Как всегда, после пассивного участия в собраниях людей, он чувствовал себя как бы измятым словами, пестротою и обилием противоречий. И, как всегда, он вынес из собрания у Лаптева обычное пренебрежение к людям.
«Ни Фаусты, ни дон-Кихоты, — думал он и замедлил шаг, доставая папиросу, взвешивая слова Тагильского о Кутузове: — Новый тип русского интеллигента?»

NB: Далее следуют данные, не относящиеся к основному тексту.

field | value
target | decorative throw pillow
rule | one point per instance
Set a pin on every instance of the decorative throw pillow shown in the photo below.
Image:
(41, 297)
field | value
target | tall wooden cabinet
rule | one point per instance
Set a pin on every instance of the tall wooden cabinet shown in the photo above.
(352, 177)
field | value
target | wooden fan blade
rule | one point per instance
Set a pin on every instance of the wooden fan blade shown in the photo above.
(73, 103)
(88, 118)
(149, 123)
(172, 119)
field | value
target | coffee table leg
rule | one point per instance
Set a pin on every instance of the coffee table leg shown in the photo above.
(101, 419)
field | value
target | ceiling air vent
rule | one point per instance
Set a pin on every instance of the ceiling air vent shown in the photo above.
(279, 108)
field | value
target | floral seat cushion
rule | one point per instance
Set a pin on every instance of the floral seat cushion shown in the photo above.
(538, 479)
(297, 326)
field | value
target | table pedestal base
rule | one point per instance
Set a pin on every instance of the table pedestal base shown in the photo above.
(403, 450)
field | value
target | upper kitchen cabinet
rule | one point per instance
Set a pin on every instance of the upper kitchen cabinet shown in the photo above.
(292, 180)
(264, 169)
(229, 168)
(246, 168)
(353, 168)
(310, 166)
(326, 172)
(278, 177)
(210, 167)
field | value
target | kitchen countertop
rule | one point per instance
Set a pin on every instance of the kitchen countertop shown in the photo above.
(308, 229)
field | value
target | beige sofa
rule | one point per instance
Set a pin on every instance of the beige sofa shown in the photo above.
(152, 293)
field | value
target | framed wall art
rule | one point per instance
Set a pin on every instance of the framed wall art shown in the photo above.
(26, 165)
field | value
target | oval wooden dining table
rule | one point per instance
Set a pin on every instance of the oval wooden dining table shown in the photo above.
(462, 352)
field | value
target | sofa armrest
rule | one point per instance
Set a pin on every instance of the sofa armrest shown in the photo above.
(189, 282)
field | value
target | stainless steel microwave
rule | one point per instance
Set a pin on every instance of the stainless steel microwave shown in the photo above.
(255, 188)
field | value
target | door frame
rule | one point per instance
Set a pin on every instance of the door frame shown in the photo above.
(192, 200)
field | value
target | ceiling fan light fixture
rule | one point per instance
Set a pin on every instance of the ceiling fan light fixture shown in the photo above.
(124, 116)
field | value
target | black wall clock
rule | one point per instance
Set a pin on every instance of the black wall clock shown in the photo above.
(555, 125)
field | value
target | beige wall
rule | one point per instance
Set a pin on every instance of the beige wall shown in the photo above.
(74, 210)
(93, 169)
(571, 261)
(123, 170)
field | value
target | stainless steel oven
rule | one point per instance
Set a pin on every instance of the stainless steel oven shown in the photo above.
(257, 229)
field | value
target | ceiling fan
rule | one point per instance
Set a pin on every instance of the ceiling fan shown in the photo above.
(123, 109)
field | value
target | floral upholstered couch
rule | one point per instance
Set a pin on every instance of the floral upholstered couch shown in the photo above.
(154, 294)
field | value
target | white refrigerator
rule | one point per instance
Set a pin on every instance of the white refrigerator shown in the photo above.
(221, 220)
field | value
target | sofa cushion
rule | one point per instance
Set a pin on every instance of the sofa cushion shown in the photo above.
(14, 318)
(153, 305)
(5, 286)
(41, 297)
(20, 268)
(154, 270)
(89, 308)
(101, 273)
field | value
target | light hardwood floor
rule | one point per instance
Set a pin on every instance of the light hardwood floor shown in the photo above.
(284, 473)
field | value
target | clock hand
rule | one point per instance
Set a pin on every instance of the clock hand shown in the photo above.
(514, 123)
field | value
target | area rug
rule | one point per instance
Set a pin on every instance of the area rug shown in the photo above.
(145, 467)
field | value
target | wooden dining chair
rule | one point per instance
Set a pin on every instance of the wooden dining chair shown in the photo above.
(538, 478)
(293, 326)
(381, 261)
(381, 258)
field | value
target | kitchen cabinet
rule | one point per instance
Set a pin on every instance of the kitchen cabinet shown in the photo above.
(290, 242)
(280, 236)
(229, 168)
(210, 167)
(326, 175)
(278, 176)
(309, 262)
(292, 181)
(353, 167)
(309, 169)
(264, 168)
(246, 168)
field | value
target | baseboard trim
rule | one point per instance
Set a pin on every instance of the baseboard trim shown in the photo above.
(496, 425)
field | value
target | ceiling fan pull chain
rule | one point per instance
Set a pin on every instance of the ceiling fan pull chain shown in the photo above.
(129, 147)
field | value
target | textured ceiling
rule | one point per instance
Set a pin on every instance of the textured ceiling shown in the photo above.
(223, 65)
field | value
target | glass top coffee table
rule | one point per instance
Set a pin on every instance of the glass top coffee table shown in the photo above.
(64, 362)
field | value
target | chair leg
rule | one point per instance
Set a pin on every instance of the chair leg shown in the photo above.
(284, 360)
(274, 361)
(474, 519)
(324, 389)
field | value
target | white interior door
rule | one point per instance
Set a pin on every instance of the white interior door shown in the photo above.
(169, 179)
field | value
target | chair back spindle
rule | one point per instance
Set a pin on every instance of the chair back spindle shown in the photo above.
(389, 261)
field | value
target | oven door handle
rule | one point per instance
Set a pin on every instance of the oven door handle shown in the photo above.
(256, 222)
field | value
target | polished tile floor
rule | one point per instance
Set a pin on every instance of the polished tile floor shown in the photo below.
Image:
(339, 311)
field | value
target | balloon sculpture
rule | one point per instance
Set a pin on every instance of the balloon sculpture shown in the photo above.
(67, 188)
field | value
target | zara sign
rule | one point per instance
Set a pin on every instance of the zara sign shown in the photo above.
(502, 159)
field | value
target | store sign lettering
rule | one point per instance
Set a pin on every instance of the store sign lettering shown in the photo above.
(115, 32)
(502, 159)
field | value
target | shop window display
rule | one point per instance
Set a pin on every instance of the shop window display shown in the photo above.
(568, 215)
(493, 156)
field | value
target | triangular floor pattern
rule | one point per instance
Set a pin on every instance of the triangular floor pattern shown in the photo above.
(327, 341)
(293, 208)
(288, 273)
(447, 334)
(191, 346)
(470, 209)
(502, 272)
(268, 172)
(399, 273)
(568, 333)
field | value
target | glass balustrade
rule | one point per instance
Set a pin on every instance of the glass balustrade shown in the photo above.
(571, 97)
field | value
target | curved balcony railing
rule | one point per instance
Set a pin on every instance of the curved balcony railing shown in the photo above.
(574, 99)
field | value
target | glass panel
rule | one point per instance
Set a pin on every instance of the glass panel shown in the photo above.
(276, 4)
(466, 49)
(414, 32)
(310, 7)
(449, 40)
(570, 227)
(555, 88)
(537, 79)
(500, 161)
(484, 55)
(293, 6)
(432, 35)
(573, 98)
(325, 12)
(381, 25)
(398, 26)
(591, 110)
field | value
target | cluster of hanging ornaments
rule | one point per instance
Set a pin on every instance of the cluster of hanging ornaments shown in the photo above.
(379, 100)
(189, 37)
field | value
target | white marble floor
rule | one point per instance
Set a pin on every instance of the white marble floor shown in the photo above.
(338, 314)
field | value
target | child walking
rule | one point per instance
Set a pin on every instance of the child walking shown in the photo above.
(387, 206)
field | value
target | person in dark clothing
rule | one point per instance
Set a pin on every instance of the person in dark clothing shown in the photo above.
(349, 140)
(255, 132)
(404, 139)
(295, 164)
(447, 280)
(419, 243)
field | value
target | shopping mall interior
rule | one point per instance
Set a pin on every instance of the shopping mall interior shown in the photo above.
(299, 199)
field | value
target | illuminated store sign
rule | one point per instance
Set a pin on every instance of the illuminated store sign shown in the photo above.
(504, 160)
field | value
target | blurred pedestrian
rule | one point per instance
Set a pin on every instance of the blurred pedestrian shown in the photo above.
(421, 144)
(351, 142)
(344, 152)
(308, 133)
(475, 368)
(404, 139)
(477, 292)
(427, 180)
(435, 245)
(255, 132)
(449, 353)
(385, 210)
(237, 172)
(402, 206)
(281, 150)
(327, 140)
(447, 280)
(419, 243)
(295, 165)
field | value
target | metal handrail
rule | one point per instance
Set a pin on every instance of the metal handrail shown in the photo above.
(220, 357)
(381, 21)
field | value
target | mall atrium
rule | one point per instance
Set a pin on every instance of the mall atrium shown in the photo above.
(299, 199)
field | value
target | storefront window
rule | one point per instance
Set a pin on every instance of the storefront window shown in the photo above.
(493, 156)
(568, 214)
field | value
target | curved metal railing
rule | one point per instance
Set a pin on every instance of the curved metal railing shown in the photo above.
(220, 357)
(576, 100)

Его настолько встревожила эта мысль, что он заставил себя не думать о Кутузове.
Остановился, закурил и, медленно шагая дальше, уговаривал себя:
«Таким типом, может быть, явился бы человек, гармонически соединяющий в себе дон-Кихота и Фауста. Тагильский... Чего хочет этот... иезуит? Тем, что он говорил, он, наверное, провоцировал. Хотел знать количество сторонников большевизма. Рабочие — если это были действительно рабочие — не высказались. Может быть, они — единственные большевики в... этой начинке пирога. Елена — остроумна».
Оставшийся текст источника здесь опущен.